C’est grâce à ceci que je réussis à prendre cette matinée de travail en douceur, et même de bonne humeur. Je n’arrivai pas en retard, et j’eus l’avis de mon directeur vis-à-vis de mes croquis de costumes. Il avait jugé ça trop neutre par rapport au thème… Car, en effet, j’ai fait ma pure Akane en oubliant totalement quel était le thème du spectacle – que mon boss m’avait déjà donné au préalable – et en créant des costumes basiques. Bilan : Tout est à refaire. Super. Mais le délai était encore bien loin et je pouvais prendre tout mon temps pour les redessiner. Je passai ma matinée à créer les costumes des 3 premiers cours de danses, ayant au final la main épuisée. À midi, je bouclai mes affaires et m’en allai, narguant avec un malin plaisir mes collègues qui restaient l’après-midi à travailler.

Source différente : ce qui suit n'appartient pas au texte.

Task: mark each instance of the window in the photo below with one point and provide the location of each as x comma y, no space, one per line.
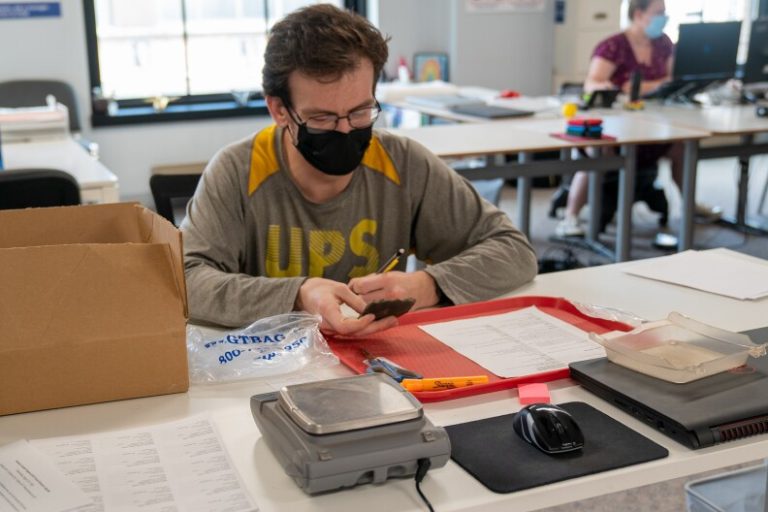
155,60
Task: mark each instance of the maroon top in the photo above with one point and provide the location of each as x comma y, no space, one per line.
617,50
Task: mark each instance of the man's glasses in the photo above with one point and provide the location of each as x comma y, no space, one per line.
358,118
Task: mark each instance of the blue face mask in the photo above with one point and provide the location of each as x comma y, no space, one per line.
656,27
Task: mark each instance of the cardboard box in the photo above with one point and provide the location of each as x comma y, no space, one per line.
92,306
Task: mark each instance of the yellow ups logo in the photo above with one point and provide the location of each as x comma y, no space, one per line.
325,247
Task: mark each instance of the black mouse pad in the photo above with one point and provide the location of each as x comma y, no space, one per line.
494,454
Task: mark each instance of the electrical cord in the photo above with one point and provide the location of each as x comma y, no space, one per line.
421,472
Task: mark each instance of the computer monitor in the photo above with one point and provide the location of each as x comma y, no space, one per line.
756,67
706,51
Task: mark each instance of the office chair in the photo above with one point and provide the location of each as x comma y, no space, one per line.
32,93
168,190
26,188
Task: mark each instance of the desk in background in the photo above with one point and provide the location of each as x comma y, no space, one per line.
726,120
532,135
449,488
97,183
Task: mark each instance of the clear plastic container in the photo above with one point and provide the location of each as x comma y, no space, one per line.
736,491
679,349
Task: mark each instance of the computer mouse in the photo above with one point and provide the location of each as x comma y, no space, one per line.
549,428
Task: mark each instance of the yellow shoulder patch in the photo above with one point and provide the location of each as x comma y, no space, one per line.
377,158
263,158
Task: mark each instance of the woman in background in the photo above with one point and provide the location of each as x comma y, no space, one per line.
642,47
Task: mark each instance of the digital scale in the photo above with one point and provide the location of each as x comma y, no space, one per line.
339,433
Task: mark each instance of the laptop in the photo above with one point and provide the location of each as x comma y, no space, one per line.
489,111
443,101
713,410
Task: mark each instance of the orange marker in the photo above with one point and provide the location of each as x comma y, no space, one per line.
440,384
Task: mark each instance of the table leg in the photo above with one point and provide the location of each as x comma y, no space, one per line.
626,198
595,202
690,163
524,197
741,222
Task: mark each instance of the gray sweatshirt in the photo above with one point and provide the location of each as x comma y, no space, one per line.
251,238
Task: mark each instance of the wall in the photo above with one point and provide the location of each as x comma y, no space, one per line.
501,51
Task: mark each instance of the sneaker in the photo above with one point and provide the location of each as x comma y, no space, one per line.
569,226
707,213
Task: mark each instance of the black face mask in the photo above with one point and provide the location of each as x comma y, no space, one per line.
334,152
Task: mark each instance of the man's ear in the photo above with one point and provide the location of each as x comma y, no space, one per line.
277,110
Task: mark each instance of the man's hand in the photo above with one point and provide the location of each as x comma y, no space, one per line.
324,297
397,285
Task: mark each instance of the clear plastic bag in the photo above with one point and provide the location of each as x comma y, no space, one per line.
270,346
609,313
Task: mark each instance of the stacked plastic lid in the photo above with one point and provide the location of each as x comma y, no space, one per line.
585,127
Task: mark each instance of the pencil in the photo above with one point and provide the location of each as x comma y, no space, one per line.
391,262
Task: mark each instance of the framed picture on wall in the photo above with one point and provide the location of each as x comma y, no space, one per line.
428,66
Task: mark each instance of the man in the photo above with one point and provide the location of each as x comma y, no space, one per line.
300,216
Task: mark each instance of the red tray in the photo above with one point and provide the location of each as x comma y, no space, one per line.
412,348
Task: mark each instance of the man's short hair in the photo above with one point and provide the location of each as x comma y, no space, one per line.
323,42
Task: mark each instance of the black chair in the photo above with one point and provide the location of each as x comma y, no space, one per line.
26,188
32,93
171,191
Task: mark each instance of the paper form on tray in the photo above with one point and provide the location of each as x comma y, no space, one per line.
29,481
522,342
719,271
181,465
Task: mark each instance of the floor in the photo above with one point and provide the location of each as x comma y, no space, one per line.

D’ordinaire, Hideaki et Yuki sont à la maison pour manger, à la pause de midi. À présent, Yuki ne venait plus car il travaillait et mangeait sur place, mais Hideaki avait encore le temps de venir à midi… C’était bizarre, il n’était pas là. Je ne me fis pas trop de souci, il a peut-être décidé de manger avec ses collègues. Il méritait bien cela. Et puis, manger seule de temps en temps ne faisait pas de mal, surtout quand on vit constamment entourée de trois personnes. Je regardai ce qu’on avait à manger… D’accord… il serait temps d’aller faire les courses. Presque rien. La misère… vivement nos jours de paie. Je pris une barquette de sushi et commençai à manger tout en lisant le catalogue de Virtual Games que j’avais pu prendre lors de l’entretien d’embauche de Yuki. Je passai rapidement sur les jeux vidéo – de toute façon, maintenant que je m’étais rendue compte qu’on n’avait presque plus d’argent pour manger, c’était exclu que j’aille m’en acheter – et allai sur la section « mangas » du catalogue. Je regardai les figurines de notre chère Haruhi-chan et réfléchis. « Bon, la bunny-girl avec la guitare, j’ai. La bunny-girl simple, j’ai… en fait, j’ai toutes les Haruhi bunny-girl. En revanche, je n’ai pas celle avec la queue de cheval… ni avec l’ordinateur. Ouais, j’vais acheter ces deux-là. Après, ça ira avec Haruhi et je ferai une collection Yuki. » Yuki… Impossible de lire Suzumiya Haruhi no yuutsu sans penser à notre Hikari Yuki-kun national. Bien que Nagato et Hikari aient bien des différences, notamment celle d’être humain pour l’un, fictive pour l’autre.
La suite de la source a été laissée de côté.